FLASH’SPI Chemin de consolation

“« Papa, va voir au Village Saint Joseph ». C’est ce que j’ai fait et je suis venu, sans l’intention de rester”

Mars 2020 Covid. Des années passées sans musique, sans rencontres, sans espoir.

Puis, en février 2025, mon plus jeune fils m’a simplement dit : « Papa, va voir au Village Saint Joseph ». C’est ce que j’ai fait et je suis venu, sans intention de rester. Puis j’ai rencontré le couple responsable de La Présence – j’ai oublié leurs noms car je suis vieux – mais ils m’ont surpris. Je me suis surpris moi-même. En fait, je les ai appréciés. Contrairement à mes psychiatres depuis des années, ils parlaient franchement. Ils voyaient une personne, pas un exemple de théorie.

Durant mes semaines de découverte il y avait des radis, des carottes, des oignons, des tomates et des fleurs sanglantes que je devais cultiver et arroser, le ménage, le poulailler, la mosaïque et la musique.

Le partage où je devais parler avec le cœur mais pas avec la tête. La maison grouille de bénévoles, frères et sœurs, amis et de personnes incroyables. Et il y avait Manon et Matthias – oui, c’étaient leurs noms – et leurs adorables enfants Sixtine et Matthéis.

Le plus difficile pour moi a été d’apprendre à m’intégrer dans un groupe, une communauté. J’ai un tempérament explosif et la palette émotionnelle d’un reptile très immature. Cela a été le plus grand défi pour moi.

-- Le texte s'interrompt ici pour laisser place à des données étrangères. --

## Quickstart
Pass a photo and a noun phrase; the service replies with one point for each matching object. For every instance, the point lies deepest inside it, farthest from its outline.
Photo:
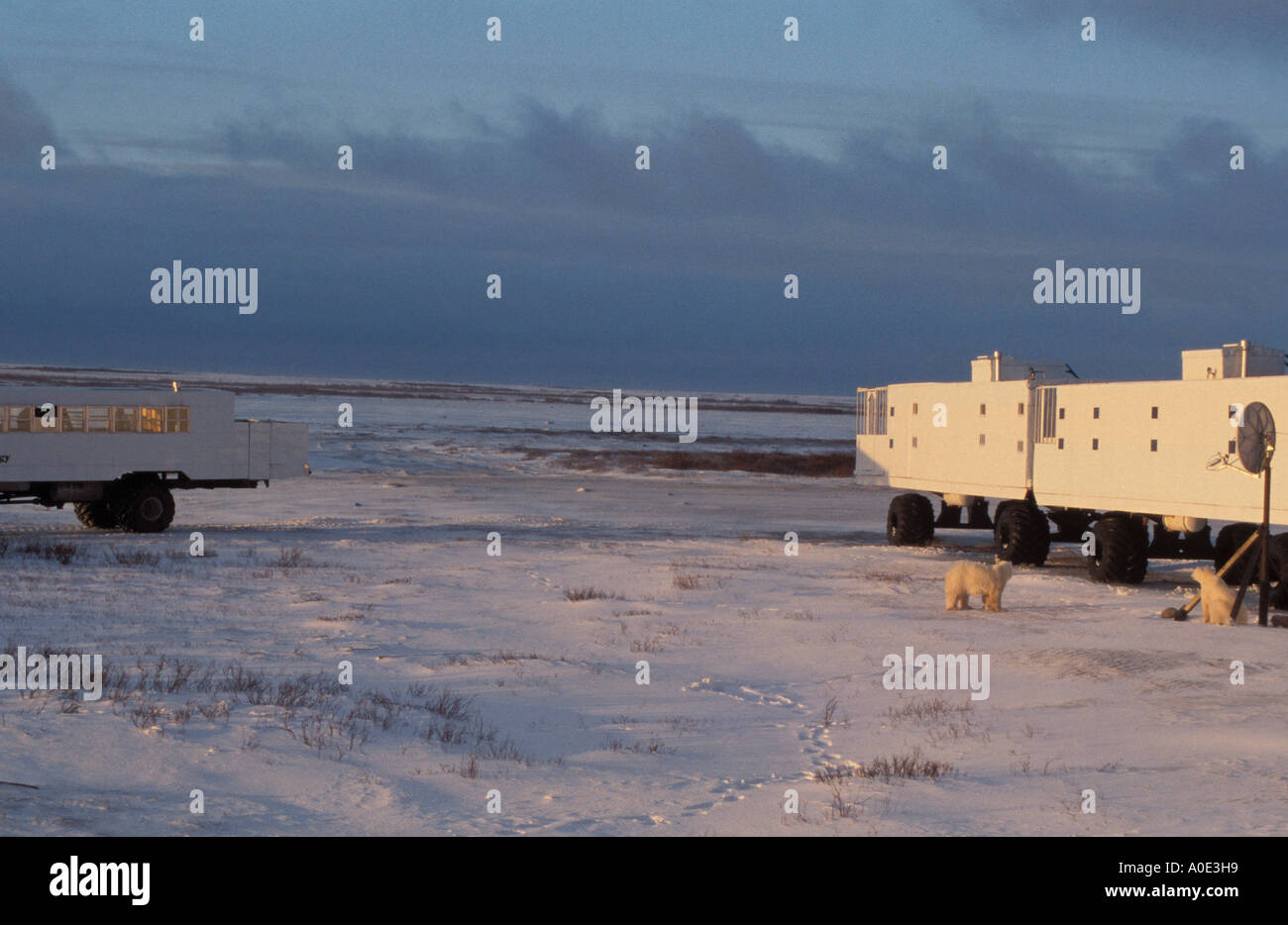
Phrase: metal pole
(1263, 590)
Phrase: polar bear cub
(1218, 599)
(969, 577)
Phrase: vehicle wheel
(1121, 552)
(95, 514)
(1276, 568)
(1228, 543)
(911, 521)
(1022, 534)
(145, 508)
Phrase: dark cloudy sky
(768, 157)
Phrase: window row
(94, 419)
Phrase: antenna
(1256, 446)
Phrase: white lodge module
(1119, 459)
(116, 454)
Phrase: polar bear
(1218, 599)
(969, 577)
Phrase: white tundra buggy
(117, 454)
(1111, 461)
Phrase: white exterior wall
(1193, 425)
(915, 454)
(215, 446)
(1124, 473)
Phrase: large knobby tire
(1121, 552)
(145, 506)
(911, 521)
(95, 514)
(1276, 567)
(1228, 543)
(1021, 535)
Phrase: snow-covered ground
(765, 668)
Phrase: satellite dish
(1256, 437)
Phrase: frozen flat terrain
(765, 668)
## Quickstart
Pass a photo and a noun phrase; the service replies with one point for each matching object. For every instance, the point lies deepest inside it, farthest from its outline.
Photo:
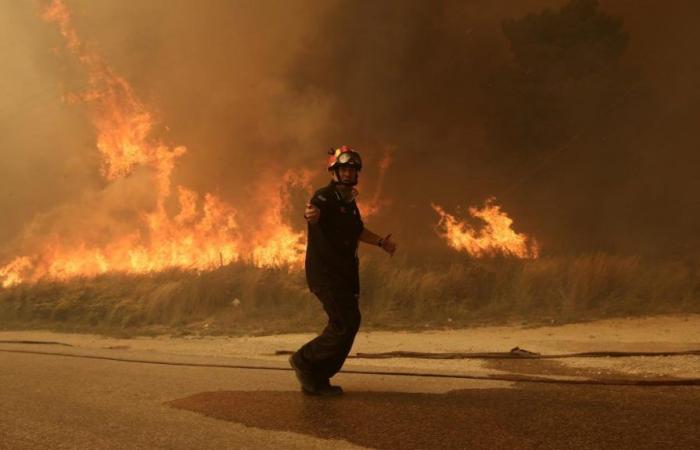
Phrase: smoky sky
(578, 116)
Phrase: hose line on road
(500, 377)
(515, 353)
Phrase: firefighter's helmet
(344, 156)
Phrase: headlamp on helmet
(344, 156)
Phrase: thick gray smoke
(578, 116)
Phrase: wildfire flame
(495, 237)
(203, 234)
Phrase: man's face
(347, 174)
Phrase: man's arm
(372, 238)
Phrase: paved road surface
(59, 402)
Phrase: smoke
(254, 88)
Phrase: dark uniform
(332, 272)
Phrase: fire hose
(516, 353)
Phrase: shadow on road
(553, 417)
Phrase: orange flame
(495, 237)
(202, 235)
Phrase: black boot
(305, 377)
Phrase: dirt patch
(543, 417)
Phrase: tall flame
(203, 234)
(495, 237)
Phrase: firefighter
(332, 271)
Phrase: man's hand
(388, 245)
(312, 214)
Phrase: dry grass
(451, 291)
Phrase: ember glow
(495, 237)
(202, 234)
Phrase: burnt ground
(527, 417)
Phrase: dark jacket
(331, 250)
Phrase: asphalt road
(59, 402)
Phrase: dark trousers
(324, 355)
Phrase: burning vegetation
(543, 107)
(495, 237)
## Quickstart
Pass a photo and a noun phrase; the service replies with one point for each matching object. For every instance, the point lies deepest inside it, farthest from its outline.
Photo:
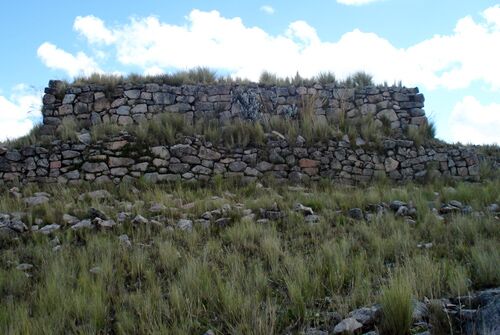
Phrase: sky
(449, 49)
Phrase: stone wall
(126, 103)
(192, 158)
(120, 158)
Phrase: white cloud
(267, 9)
(473, 122)
(356, 2)
(468, 54)
(93, 29)
(58, 59)
(19, 112)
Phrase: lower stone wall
(120, 159)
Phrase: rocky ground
(250, 259)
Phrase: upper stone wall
(128, 103)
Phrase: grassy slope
(247, 278)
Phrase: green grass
(396, 305)
(247, 277)
(204, 75)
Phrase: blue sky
(448, 48)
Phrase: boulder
(349, 325)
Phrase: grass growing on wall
(204, 75)
(247, 277)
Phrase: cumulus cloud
(19, 112)
(267, 9)
(467, 55)
(93, 29)
(473, 122)
(356, 2)
(209, 39)
(74, 65)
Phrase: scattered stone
(105, 223)
(223, 222)
(124, 240)
(24, 267)
(455, 203)
(49, 229)
(310, 219)
(96, 213)
(122, 216)
(139, 219)
(36, 200)
(95, 195)
(355, 213)
(70, 219)
(84, 224)
(314, 331)
(349, 325)
(367, 316)
(184, 224)
(394, 205)
(298, 207)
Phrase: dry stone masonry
(120, 158)
(128, 103)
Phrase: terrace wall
(127, 103)
(192, 158)
(119, 159)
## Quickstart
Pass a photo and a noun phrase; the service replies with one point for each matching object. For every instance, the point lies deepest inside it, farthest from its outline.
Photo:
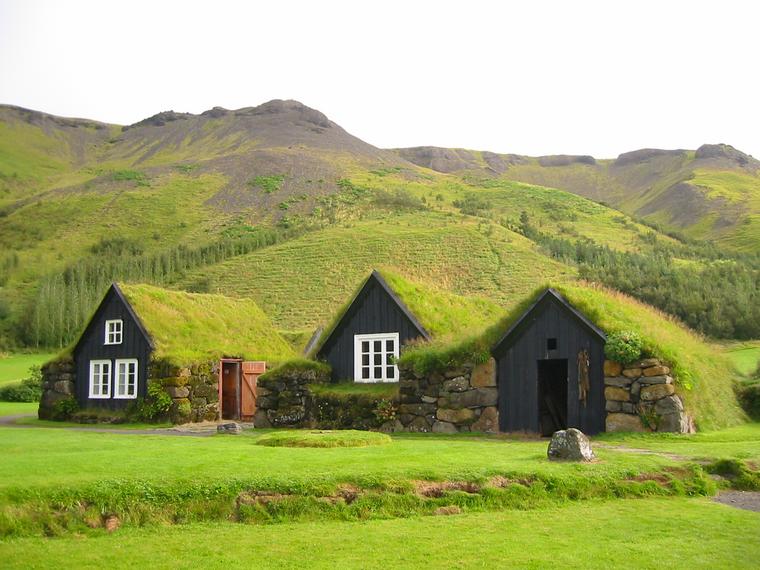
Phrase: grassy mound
(323, 438)
(303, 283)
(189, 327)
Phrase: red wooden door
(251, 373)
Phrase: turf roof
(704, 375)
(442, 315)
(192, 327)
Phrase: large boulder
(570, 445)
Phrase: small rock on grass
(231, 428)
(570, 445)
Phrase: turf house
(150, 351)
(387, 313)
(549, 367)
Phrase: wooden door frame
(222, 362)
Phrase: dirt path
(747, 500)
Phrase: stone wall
(457, 400)
(57, 385)
(194, 390)
(641, 397)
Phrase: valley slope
(279, 203)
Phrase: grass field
(362, 506)
(745, 355)
(648, 533)
(15, 408)
(70, 458)
(15, 367)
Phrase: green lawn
(72, 458)
(15, 408)
(16, 366)
(647, 533)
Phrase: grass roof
(191, 327)
(444, 315)
(704, 376)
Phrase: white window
(113, 331)
(100, 378)
(374, 357)
(125, 379)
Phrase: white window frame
(101, 382)
(129, 394)
(358, 365)
(116, 333)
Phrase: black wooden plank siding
(517, 369)
(373, 311)
(91, 346)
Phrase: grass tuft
(323, 438)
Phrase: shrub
(65, 409)
(28, 390)
(385, 410)
(623, 346)
(155, 406)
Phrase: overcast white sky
(596, 78)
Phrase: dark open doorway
(552, 395)
(230, 389)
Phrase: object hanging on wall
(584, 362)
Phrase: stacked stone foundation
(642, 397)
(457, 400)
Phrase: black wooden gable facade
(544, 363)
(375, 310)
(94, 349)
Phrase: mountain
(280, 204)
(710, 193)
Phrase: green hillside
(190, 327)
(303, 282)
(712, 193)
(280, 204)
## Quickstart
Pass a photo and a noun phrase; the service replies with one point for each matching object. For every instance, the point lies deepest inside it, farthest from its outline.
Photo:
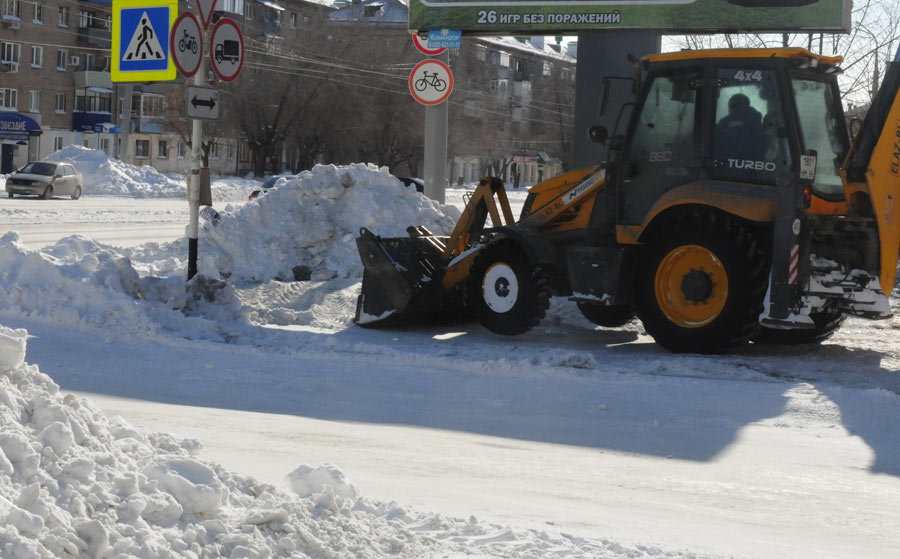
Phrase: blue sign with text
(444, 38)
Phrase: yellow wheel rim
(691, 286)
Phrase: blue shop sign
(16, 126)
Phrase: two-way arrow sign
(202, 102)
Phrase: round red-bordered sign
(422, 45)
(186, 44)
(226, 49)
(431, 82)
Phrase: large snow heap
(106, 176)
(310, 222)
(313, 221)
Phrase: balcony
(97, 36)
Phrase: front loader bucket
(401, 276)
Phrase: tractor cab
(731, 122)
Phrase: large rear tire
(506, 292)
(702, 285)
(827, 323)
(608, 316)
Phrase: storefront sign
(16, 127)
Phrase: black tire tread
(535, 290)
(739, 320)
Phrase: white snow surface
(77, 483)
(106, 176)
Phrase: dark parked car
(270, 182)
(409, 181)
(46, 179)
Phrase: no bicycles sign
(431, 82)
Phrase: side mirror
(598, 134)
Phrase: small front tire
(506, 292)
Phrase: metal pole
(194, 177)
(436, 117)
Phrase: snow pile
(313, 221)
(305, 228)
(74, 483)
(106, 176)
(79, 281)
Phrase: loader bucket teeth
(401, 276)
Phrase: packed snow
(270, 320)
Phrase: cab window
(820, 128)
(750, 137)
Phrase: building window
(142, 149)
(151, 105)
(92, 101)
(233, 6)
(11, 53)
(11, 9)
(499, 86)
(8, 98)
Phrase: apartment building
(54, 78)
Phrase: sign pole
(194, 179)
(436, 117)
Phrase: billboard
(524, 17)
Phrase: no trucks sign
(491, 17)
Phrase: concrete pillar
(602, 54)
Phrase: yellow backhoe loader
(733, 207)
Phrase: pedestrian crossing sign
(140, 40)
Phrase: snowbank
(310, 223)
(105, 176)
(313, 221)
(75, 483)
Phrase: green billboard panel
(511, 17)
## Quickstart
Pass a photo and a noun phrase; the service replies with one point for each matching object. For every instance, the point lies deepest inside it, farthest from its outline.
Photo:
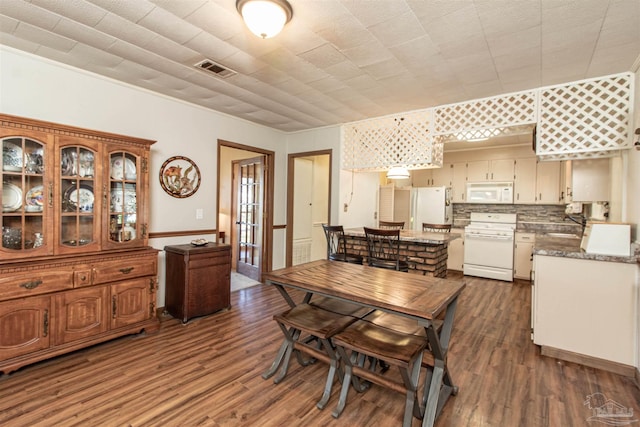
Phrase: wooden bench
(319, 325)
(366, 340)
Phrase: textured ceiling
(337, 61)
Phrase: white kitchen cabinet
(548, 183)
(525, 181)
(438, 177)
(455, 257)
(590, 180)
(490, 170)
(458, 182)
(523, 256)
(394, 203)
(585, 307)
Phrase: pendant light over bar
(398, 172)
(265, 18)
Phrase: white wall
(633, 205)
(37, 88)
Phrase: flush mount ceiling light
(265, 18)
(398, 172)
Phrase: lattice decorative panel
(587, 119)
(399, 140)
(502, 111)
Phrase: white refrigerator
(432, 205)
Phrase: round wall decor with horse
(179, 176)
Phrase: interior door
(249, 200)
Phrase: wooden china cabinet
(75, 265)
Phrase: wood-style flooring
(208, 373)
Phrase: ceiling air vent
(215, 68)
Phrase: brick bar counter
(425, 251)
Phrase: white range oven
(489, 245)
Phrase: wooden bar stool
(366, 340)
(383, 247)
(337, 245)
(319, 325)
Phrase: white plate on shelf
(11, 158)
(11, 197)
(34, 199)
(123, 169)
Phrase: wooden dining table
(413, 296)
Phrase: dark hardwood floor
(207, 373)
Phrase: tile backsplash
(533, 217)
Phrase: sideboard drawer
(207, 259)
(112, 272)
(35, 283)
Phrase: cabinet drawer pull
(45, 323)
(31, 285)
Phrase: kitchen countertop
(570, 248)
(413, 236)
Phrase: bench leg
(333, 367)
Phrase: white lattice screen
(486, 114)
(583, 119)
(400, 140)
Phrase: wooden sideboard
(198, 279)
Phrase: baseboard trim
(593, 362)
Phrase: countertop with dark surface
(569, 247)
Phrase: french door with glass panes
(249, 205)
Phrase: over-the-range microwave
(489, 192)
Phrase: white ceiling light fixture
(265, 18)
(398, 172)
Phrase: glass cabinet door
(79, 200)
(123, 228)
(26, 198)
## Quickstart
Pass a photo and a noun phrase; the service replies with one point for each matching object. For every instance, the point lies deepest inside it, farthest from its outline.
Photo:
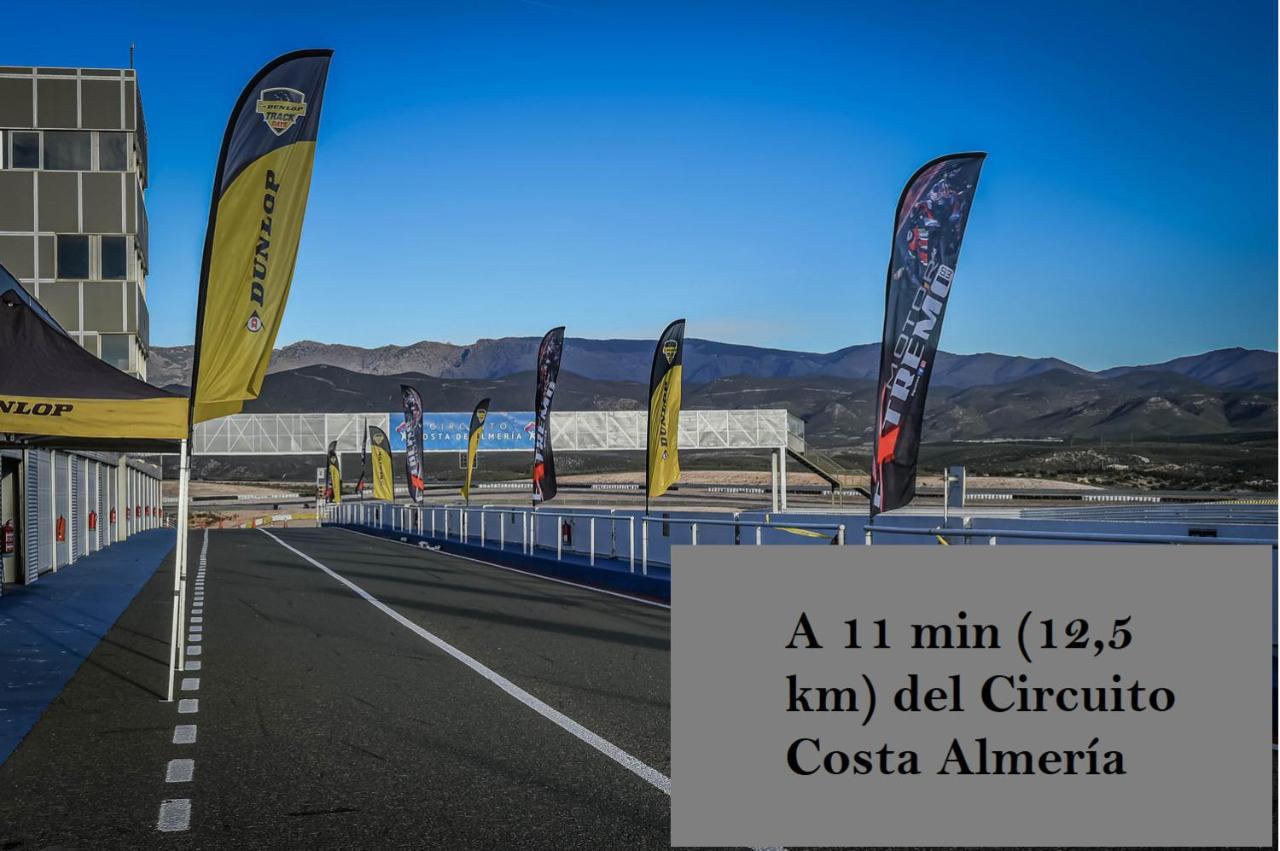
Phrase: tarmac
(343, 691)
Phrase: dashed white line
(179, 771)
(558, 718)
(174, 815)
(516, 570)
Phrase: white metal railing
(616, 535)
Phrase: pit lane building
(73, 232)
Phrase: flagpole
(179, 568)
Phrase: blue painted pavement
(48, 628)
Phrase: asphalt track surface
(324, 722)
(327, 722)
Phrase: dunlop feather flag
(474, 434)
(364, 460)
(928, 228)
(384, 485)
(414, 442)
(334, 474)
(662, 461)
(548, 371)
(255, 223)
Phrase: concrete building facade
(73, 224)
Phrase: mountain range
(707, 361)
(972, 397)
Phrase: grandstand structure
(776, 430)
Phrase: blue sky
(493, 168)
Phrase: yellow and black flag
(662, 465)
(334, 474)
(255, 223)
(474, 434)
(384, 486)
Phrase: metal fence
(283, 434)
(635, 539)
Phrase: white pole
(773, 479)
(179, 554)
(644, 545)
(782, 479)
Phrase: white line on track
(179, 771)
(513, 570)
(558, 718)
(174, 815)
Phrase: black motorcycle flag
(662, 462)
(928, 228)
(334, 471)
(548, 370)
(474, 434)
(414, 442)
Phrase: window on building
(72, 256)
(26, 150)
(113, 152)
(67, 150)
(115, 349)
(115, 264)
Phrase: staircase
(830, 471)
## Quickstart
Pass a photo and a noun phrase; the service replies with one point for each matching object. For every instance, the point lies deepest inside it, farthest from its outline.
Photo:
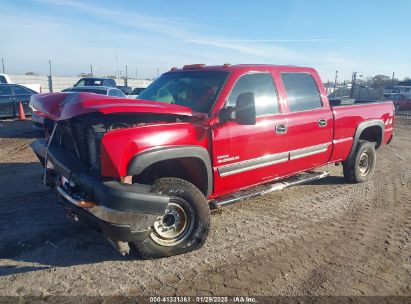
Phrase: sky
(150, 37)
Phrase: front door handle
(322, 123)
(281, 129)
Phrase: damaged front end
(71, 158)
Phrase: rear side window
(5, 90)
(20, 91)
(302, 92)
(115, 92)
(262, 86)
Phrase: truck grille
(81, 141)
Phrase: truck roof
(242, 67)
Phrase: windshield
(195, 89)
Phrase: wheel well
(190, 169)
(372, 134)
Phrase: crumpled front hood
(61, 106)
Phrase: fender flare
(143, 160)
(361, 127)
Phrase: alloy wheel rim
(175, 225)
(364, 163)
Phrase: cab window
(302, 92)
(263, 88)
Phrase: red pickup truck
(147, 172)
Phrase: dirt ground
(323, 238)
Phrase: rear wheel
(361, 165)
(184, 225)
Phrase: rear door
(245, 155)
(310, 122)
(6, 101)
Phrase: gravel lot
(324, 238)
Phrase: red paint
(228, 140)
(61, 106)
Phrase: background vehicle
(109, 91)
(92, 81)
(135, 92)
(10, 97)
(32, 86)
(125, 89)
(401, 103)
(148, 172)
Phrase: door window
(263, 88)
(5, 90)
(20, 91)
(302, 92)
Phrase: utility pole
(335, 81)
(126, 80)
(50, 79)
(117, 65)
(353, 80)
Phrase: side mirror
(226, 114)
(245, 109)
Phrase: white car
(135, 92)
(32, 86)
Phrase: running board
(267, 188)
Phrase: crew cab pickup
(147, 172)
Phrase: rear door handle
(281, 129)
(322, 123)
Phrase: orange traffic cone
(22, 116)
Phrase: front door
(245, 155)
(310, 123)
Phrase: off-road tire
(354, 169)
(184, 194)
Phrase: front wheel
(361, 165)
(184, 225)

Je pense avoir changé. Mais un volcan reste un volcan, je viens quand même de l’Auvergne ! J’ai découvert ici, qu’être en vérité permet le pardon et avec de l’humour c’est beaucoup plus facile.

Maintenant, je joue de la guitare, j’écris des chansons pour la première fois depuis des années, j’ai repris le sport et j’ai même réussi le Camino.

La Présence sur le Chemin de Saint-Jacques-de-Compostelle est une marche incroyable : Les paysages, les montagnes que nous escaladons, les endroits où nous dormons… Cette marche est avant tout une rencontre…

En route pour la Messe au Puy-en-Velay à 5 heures du matin.

Tout le monde est silencieux. Nous redoutons ce qui nous attend. Pour nous encourager, quelqu’un déclare avec défi : « Nous sommes tous des guerriers ».

Nous avons eu pitié d’elle. Elle ne comprenait pas. Une fille de la ville. Nous avions tort. Justine, elle, était une guerrière. Laurent brandissait son drapeau, Le Sacré-Cœur de Jésus. Il a parcouru les 206 km comme si sa vie en dépendait…peut-être était-ce le cas.

Matthias sautillait, souriant, riant, nous exhortant, nous taquinant en portant deux sacs, comme si de rien n’était, il a sorti son ukulélé, en montée et en descente. Matthias, un dur à cuire!

Mika a résumé la beauté éphémère mais éternelle qui nous submergeait et nous remplissait de bonheur jour après jour.

« Oh La Vache ! », Manon, débordante, en montée, en descente, émerveillée devant les fleurs, les écureuils et surtout devant les vaches. Elle avait clairement un problème avec les vaches. Gerry n’avait pas de problème avec les vaches. Il voulait juste continuer de marcher, « ce n’est qu’une p***** de vache ! »

Et Flo portait deux tentes et tout ce qu’on lui donnait. Silencieux, il marchait, il souriait parfois. Il se tenait debout avec son bâton, comme Moïse. Cinq mètres derrière le plus âgé, le plus faible de notre groupe, derrière moi, sans dire un mot, un ange gardien, tout au long de notre Camino.

Et qui suis-je ? Un Irlandais de 69 ans qui vit en France depuis 1994. Ma femme est française et nous avons trois fils, une carrière pleine de bonnes choses, de bons souvenirs et des gens adorables.

Mais je ne suis pas à La Présence à cause des bonnes choses que j’ai faites. Chaque vie a un côté lumineux et un côté sombre et la mienne avait un côté sombre. Derrière tout cela, malgré toutes les bénédictions dont j’ai bénéficié, j’étais attiré par le Vide.